Field of dreams and analytics
When I’m not busy working in the web analytics world I’m often playing or practicing for a very competitive baseball team. The team is basically made up of my group of friends, and none of us are even close to being major league quality. However, when you put a bunch of guys into an athletic context, even friends have a tendency to get cutthroat.
During my team’s pre-season our manager made a habit of sending the players a copy of each game’s box score. This maneuver was an attempt at being transparent with the information upon which he was making his decisions. His presumed logic was to show us the factual breakdown of the game so as to validate his impending decisions as well as cut down on the inevitable questions and complaints relating to them.
Despite his best efforts, the approach backfired miserably. Guys on the team were putting almost all the official scoring into question: if a player got a hit but officially it was ruled an error, that player would claim he was a victim of an unfair judgment and indeed deserved that hit; if, while on the field, one of our players blew a throw to first base and was charged with an error, he alleged that the throw would have been on target had the first baseman been properly positioned.

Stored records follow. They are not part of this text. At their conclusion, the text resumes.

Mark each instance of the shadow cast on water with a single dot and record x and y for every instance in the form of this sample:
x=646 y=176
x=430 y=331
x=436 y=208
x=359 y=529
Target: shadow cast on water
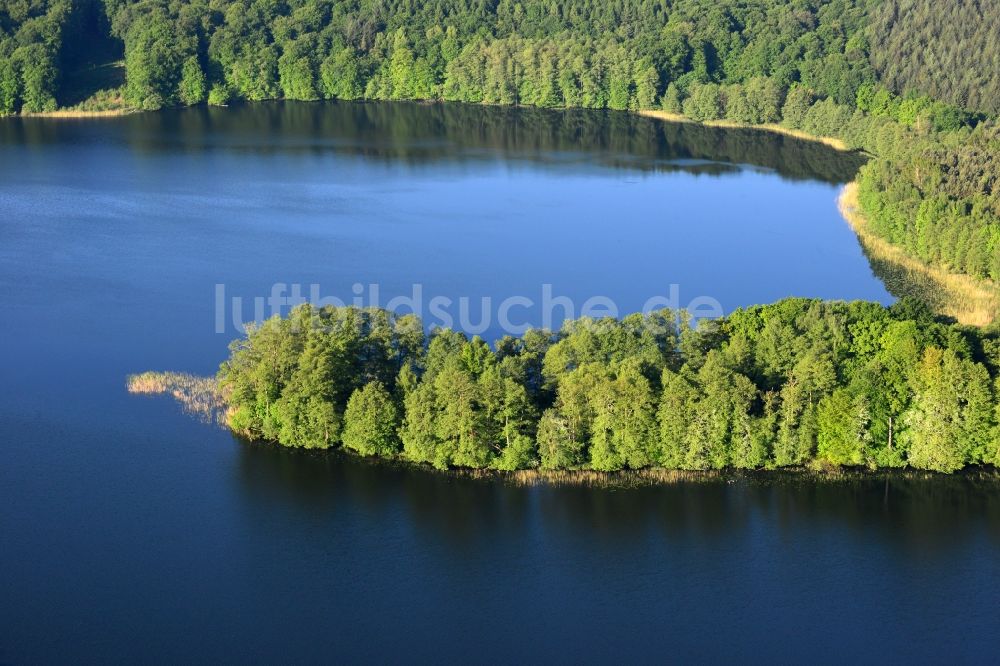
x=413 y=133
x=929 y=514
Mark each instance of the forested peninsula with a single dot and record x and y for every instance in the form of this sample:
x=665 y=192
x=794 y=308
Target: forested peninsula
x=913 y=83
x=800 y=383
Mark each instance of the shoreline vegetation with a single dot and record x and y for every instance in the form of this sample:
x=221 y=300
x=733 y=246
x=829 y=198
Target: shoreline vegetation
x=833 y=72
x=202 y=398
x=801 y=383
x=666 y=116
x=970 y=301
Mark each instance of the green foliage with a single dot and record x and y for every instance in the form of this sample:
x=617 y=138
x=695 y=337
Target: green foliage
x=370 y=422
x=793 y=383
x=192 y=86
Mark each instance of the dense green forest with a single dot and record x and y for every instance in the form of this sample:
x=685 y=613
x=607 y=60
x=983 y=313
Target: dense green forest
x=795 y=383
x=945 y=49
x=860 y=70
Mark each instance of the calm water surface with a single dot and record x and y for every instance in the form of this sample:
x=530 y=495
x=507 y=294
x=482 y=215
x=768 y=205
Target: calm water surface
x=128 y=530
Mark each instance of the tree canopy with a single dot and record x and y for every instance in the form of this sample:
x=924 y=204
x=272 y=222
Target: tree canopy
x=795 y=383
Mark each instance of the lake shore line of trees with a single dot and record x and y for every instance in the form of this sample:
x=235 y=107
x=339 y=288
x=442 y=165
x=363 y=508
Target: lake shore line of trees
x=798 y=384
x=822 y=68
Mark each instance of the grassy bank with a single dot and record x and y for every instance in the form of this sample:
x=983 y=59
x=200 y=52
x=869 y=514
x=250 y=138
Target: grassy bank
x=836 y=144
x=79 y=113
x=968 y=300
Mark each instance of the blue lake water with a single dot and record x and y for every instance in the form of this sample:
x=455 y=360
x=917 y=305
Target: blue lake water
x=128 y=530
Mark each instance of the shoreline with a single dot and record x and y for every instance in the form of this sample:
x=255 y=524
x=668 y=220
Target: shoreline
x=75 y=113
x=656 y=114
x=829 y=141
x=201 y=398
x=649 y=477
x=969 y=301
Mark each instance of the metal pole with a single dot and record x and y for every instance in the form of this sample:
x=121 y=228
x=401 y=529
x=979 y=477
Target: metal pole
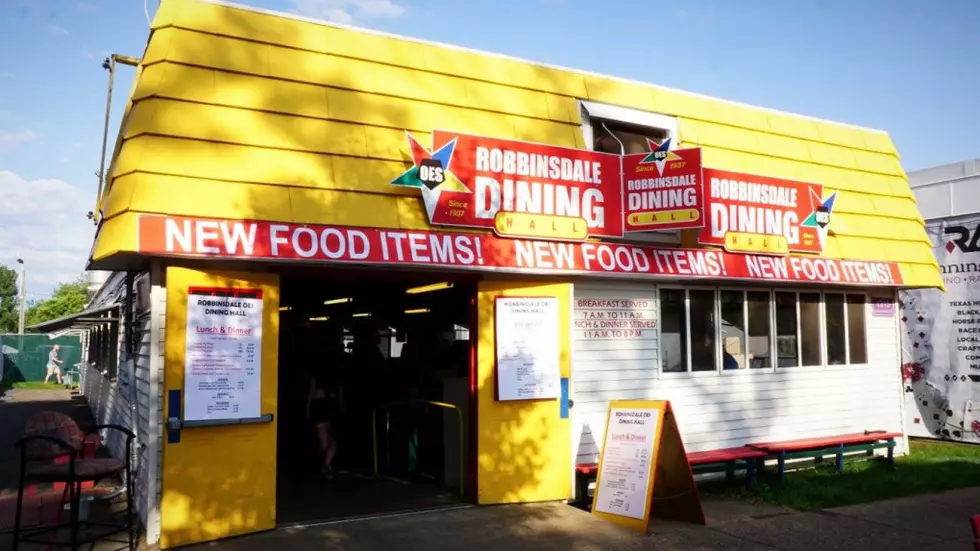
x=23 y=296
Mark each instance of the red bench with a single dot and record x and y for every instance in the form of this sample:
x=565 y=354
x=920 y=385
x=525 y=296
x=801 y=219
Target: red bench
x=727 y=459
x=837 y=445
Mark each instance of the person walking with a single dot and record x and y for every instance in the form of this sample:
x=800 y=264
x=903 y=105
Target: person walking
x=54 y=364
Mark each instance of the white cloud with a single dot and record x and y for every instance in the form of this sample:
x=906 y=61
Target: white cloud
x=11 y=139
x=100 y=55
x=44 y=223
x=348 y=11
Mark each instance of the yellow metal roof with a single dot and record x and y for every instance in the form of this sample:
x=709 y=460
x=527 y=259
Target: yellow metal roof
x=240 y=113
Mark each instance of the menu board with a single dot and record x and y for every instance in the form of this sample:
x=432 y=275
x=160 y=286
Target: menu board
x=623 y=484
x=608 y=318
x=223 y=361
x=528 y=349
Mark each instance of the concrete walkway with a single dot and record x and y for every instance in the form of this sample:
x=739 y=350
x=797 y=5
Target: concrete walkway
x=926 y=523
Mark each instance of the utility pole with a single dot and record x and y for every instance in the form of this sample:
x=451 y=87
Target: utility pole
x=23 y=295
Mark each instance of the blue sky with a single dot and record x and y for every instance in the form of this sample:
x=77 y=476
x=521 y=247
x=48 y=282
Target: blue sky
x=908 y=67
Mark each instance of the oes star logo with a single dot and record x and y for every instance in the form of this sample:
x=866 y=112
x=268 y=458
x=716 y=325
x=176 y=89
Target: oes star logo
x=660 y=154
x=819 y=219
x=431 y=173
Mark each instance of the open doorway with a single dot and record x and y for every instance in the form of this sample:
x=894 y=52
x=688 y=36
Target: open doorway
x=392 y=356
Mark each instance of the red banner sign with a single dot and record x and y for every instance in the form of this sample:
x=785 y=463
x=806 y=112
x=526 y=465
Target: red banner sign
x=663 y=190
x=178 y=236
x=755 y=214
x=518 y=189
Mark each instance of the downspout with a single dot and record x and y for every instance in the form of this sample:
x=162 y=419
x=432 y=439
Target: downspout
x=108 y=64
x=130 y=356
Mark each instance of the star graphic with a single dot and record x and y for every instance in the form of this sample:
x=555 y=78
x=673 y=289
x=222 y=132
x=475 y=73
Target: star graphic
x=431 y=172
x=659 y=154
x=819 y=219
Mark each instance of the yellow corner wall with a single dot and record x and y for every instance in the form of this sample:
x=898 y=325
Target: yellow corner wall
x=219 y=481
x=524 y=449
x=241 y=114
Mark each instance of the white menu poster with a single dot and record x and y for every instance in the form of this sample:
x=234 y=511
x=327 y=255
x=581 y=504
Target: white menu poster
x=528 y=348
x=223 y=362
x=624 y=470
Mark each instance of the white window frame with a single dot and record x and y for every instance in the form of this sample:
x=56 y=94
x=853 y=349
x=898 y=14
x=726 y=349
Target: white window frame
x=822 y=364
x=771 y=312
x=636 y=117
x=847 y=331
x=687 y=333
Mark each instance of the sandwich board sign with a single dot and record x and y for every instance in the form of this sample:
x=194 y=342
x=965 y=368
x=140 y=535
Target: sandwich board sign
x=643 y=469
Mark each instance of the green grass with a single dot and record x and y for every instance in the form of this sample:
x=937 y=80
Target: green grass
x=30 y=385
x=930 y=467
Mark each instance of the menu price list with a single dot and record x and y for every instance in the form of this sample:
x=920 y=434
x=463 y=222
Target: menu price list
x=624 y=475
x=222 y=371
x=528 y=349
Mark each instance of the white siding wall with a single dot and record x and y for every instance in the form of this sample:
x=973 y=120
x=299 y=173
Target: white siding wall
x=155 y=356
x=110 y=404
x=606 y=366
x=719 y=410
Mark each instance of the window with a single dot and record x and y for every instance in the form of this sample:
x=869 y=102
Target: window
x=810 y=329
x=631 y=127
x=673 y=331
x=705 y=330
x=733 y=348
x=633 y=137
x=759 y=329
x=857 y=338
x=787 y=331
x=845 y=326
x=701 y=305
x=835 y=326
x=614 y=129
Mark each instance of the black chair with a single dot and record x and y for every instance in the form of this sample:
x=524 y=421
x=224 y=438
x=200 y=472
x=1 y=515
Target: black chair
x=43 y=459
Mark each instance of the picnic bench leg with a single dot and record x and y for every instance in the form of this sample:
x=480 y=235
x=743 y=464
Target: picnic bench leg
x=750 y=467
x=782 y=466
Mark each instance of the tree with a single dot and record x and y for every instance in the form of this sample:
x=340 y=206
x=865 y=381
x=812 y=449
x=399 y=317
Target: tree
x=8 y=300
x=68 y=299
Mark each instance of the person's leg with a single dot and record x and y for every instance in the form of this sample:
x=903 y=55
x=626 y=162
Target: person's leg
x=331 y=448
x=323 y=437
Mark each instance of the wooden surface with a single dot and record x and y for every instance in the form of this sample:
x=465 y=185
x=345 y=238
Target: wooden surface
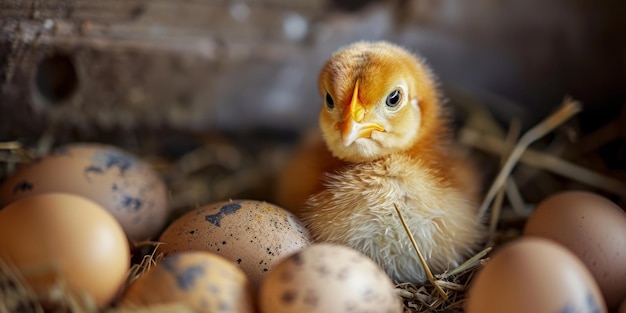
x=86 y=66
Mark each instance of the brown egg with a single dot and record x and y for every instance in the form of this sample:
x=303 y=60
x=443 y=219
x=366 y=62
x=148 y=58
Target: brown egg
x=65 y=237
x=622 y=307
x=594 y=229
x=328 y=278
x=203 y=281
x=253 y=234
x=534 y=275
x=115 y=179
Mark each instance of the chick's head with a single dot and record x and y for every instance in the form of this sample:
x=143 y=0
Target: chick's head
x=379 y=99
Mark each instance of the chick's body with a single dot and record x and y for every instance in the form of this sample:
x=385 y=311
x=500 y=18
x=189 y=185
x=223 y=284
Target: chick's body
x=385 y=127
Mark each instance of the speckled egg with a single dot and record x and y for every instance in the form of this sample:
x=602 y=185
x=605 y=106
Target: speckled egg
x=115 y=179
x=328 y=278
x=202 y=281
x=253 y=234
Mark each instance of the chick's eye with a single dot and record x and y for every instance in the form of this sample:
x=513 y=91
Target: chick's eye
x=393 y=99
x=329 y=101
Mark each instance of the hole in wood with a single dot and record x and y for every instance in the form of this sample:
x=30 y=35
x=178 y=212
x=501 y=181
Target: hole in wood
x=56 y=79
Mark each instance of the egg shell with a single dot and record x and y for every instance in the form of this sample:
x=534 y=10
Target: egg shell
x=115 y=179
x=534 y=275
x=622 y=307
x=203 y=281
x=594 y=229
x=328 y=278
x=63 y=237
x=253 y=234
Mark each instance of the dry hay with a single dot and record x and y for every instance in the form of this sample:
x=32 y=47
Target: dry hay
x=192 y=183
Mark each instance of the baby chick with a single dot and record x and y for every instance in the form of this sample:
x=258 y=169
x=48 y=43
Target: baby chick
x=386 y=143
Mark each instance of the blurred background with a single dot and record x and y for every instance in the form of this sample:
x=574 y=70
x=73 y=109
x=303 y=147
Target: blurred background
x=165 y=78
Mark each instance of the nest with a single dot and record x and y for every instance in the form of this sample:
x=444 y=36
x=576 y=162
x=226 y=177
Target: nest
x=222 y=168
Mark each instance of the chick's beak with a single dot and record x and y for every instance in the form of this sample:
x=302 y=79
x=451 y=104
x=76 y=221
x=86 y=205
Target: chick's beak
x=352 y=126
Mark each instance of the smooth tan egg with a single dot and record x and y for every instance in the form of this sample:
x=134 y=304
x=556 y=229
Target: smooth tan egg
x=117 y=180
x=63 y=237
x=594 y=229
x=534 y=275
x=203 y=281
x=253 y=234
x=622 y=307
x=328 y=278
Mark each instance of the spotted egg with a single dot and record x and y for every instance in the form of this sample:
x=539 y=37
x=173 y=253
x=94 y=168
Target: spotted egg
x=117 y=180
x=253 y=234
x=328 y=278
x=198 y=280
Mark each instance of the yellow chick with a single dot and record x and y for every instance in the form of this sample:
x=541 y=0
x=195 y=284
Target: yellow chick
x=386 y=142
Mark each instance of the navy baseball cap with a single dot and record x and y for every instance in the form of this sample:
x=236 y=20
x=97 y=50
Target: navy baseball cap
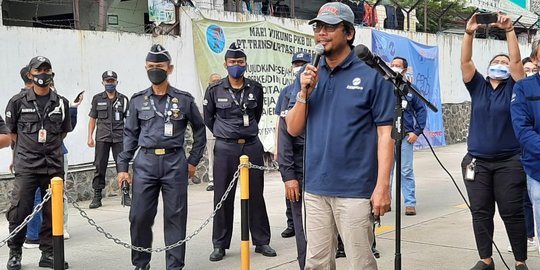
x=109 y=74
x=301 y=56
x=334 y=13
x=37 y=61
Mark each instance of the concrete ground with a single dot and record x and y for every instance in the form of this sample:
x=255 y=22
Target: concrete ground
x=439 y=237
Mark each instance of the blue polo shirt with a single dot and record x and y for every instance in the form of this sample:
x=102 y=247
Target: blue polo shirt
x=347 y=105
x=491 y=135
x=526 y=120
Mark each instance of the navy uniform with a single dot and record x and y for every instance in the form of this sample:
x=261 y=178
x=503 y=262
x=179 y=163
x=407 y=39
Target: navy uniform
x=40 y=122
x=232 y=115
x=108 y=111
x=156 y=125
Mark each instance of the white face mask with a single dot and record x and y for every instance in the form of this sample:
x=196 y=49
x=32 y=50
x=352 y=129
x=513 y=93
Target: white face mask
x=397 y=70
x=296 y=70
x=499 y=72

This situation is analogous to internal dissent within a company: if a website is suffering, it’s entirely possible that the person responsible for the site’s content will blame those responsible for the site’s navigation (can you see the potential domino affect?). Sure the click stream data may shed some light into users’ respective paths, points of abandonment and conversion frequency, but it falls short in revealing why customers actually did what they did.
When my manager stopped relaying the factual score sheet to us and alternatively started to record an in-depth account of each play that transpired, the questioning and squabbling stopped abruptly. The story on each play went from being hazy and contentious to being tellingly unambiguous.
Even though creating organizational harmony is not the primary purpose of attitudinal analytics, could that possibly be one of its side benefits? Now that players on my team have a written explanation of what they’re doing, both right and wrong, they are actually going out of their way to ask others how they can improve.
When the story is being told by the customers instead of the numbers that track them, department heads need not be at odds over where the website’s strengths and weaknesses lie – the answers are right in front of them!
If complete transparency of results can be leveraged to foster an environment of mutual accountability and collective accomplishment, a company’s website knows no bounds. As for my baseball team, I still need to learn how to hit a curveball.